Dalam kesempatan tersebut, Gus Fawait juga meluncurkan Program Beasiswa Cinta Bergema, yang ditujukan bagi anak-anak Jember dari keluarga kurang mampu agar tetap memiliki kesempatan melanjutkan pendidikan hingga perguruan tinggi.
“Kami ingin memastikan tidak ada generasi muda yang mengubur mimpinya karena keterbatasan ekonomi,” tegas Gus Fawait.
Menurutnya, program tersebut merupakan bentuk komitmen pemerintah daerah dalam memberikan kesempatan pendidikan yang setara bagi seluruh putra-putri Jember.
Selain menyoroti dunia pendidikan, Gus Fawait juga mengingatkan para pelajar agar menghindari pernikahan usia dini.

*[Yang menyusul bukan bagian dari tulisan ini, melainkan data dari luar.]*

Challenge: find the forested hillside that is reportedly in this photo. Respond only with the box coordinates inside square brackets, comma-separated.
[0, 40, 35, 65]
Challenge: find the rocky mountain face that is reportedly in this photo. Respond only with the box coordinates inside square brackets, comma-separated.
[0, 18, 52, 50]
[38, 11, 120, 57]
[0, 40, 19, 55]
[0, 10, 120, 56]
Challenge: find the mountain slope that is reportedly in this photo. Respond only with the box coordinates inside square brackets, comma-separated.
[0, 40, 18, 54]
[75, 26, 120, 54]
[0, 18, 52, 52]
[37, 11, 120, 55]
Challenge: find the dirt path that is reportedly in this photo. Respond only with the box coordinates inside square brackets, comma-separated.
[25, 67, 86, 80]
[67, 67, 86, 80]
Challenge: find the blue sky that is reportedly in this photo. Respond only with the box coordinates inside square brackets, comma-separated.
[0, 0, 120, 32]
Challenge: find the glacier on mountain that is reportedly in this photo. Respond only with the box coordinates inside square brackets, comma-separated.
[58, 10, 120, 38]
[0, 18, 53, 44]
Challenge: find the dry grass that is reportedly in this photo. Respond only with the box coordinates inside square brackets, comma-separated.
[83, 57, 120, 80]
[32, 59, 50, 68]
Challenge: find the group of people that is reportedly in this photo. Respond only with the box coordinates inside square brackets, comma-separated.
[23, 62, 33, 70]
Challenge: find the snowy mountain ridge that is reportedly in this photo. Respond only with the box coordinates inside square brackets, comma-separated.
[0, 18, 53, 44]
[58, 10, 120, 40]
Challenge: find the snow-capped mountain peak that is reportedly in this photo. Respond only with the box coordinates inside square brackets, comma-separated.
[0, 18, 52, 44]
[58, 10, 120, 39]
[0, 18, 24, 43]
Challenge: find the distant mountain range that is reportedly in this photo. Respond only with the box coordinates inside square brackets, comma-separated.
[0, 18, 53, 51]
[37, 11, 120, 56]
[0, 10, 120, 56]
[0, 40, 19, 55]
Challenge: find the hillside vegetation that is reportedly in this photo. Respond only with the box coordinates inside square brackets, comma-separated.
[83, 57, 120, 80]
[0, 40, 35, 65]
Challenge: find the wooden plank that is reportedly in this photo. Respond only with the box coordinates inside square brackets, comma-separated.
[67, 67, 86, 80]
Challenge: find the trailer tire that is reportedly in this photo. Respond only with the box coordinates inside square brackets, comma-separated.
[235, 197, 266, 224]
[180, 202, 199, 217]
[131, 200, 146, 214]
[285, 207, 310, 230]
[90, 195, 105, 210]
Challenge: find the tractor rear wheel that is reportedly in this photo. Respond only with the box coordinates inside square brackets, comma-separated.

Menurutnya, pernikahan pada usia remaja berpotensi menimbulkan berbagai dampak negatif, mulai dari putus sekolah, terhambatnya pencapaian cita-cita, ketidaksiapan emosional dalam membangun keluarga, hingga meningkatnya risiko kesehatan saat kehamilan.
Ia menilai usia ideal untuk menikah adalah di atas 21 tahun serta menekankan pentingnya peran orang tua dan guru dalam mendampingi remaja melalui komunikasi yang terbuka.
“Para pelajar juga harus bijak menggunakan media sosial, menjaga pergaulan, dan berani menolak perilaku yang berisiko,” pesannya.
Pada hari yang sama, saat menghadiri kegiatan Sholawat Kampoeng di Balai Desa Sumberpinang, Kecamatan Pakusari, Gus Fawait kembali memperkenalkan program Peta Cinta (Pelayanan Tuntas Cetak KTP di Kecamatan).
Program yang telah berjalan sejak 5 Januari 2026 itu memberikan kemudahan bagi masyarakat dalam mengurus berbagai dokumen administrasi kependudukan, seperti KTP elektronik, Kartu Keluarga (KK), Kartu Identitas Anak (KIA), hingga akta kelahiran dan akta kematian di kantor kecamatan tanpa harus datang ke kantor Dispendukcapil di pusat kota.
Meski demikian, Gus Fawait menjelaskan tidak seluruh layanan administrasi kependudukan dapat diselesaikan di tingkat kecamatan. Beberapa layanan yang berkaitan dengan aspek hukum, seperti perubahan status perkawinan akibat perceraian, tetap harus diproses di Dinas Kependudukan dan Pencatatan Sipil karena memerlukan verifikasi dokumen hukum dan putusan pengadilan.
Dalam kesempatan itu, ia juga mengajak masyarakat untuk tidak ragu melaporkan apabila menemukan praktik pungutan liar maupun pelayanan yang tidak sesuai prosedur.
“Kalau ada apa-apa silakan laporkan melalui kanal Wadul Gus’e. Pemerintah Kabupaten Jember berkomitmen memberikan pelayanan yang mudah, cepat, transparan, dan bebas pungli kepada seluruh masyarakat,” tegasnya.
Sementara itu, Kepala Dinas Kependudukan dan Pencatatan Sipil Kabupaten Jember, Bambang Saputro, S.H., M.Si., memastikan seluruh pelayanan administrasi kependudukan diberikan secara gratis tanpa dipungut biaya.
Ia juga menyampaikan bahwa stok blangko KTP elektronik dalam kondisi aman dengan ketersediaan puluhan ribu keping, sehingga masyarakat tidak perlu khawatir terhadap ketersediaan dokumen.
Menurut Bambang, layanan administrasi kependudukan yang berkaitan dengan persoalan hukum, seperti perubahan status akibat perceraian maupun urusan hak waris, tetap harus diproses di kantor Dispendukcapil pusat guna memastikan keabsahan dokumen serta mencegah terjadinya manipulasi data.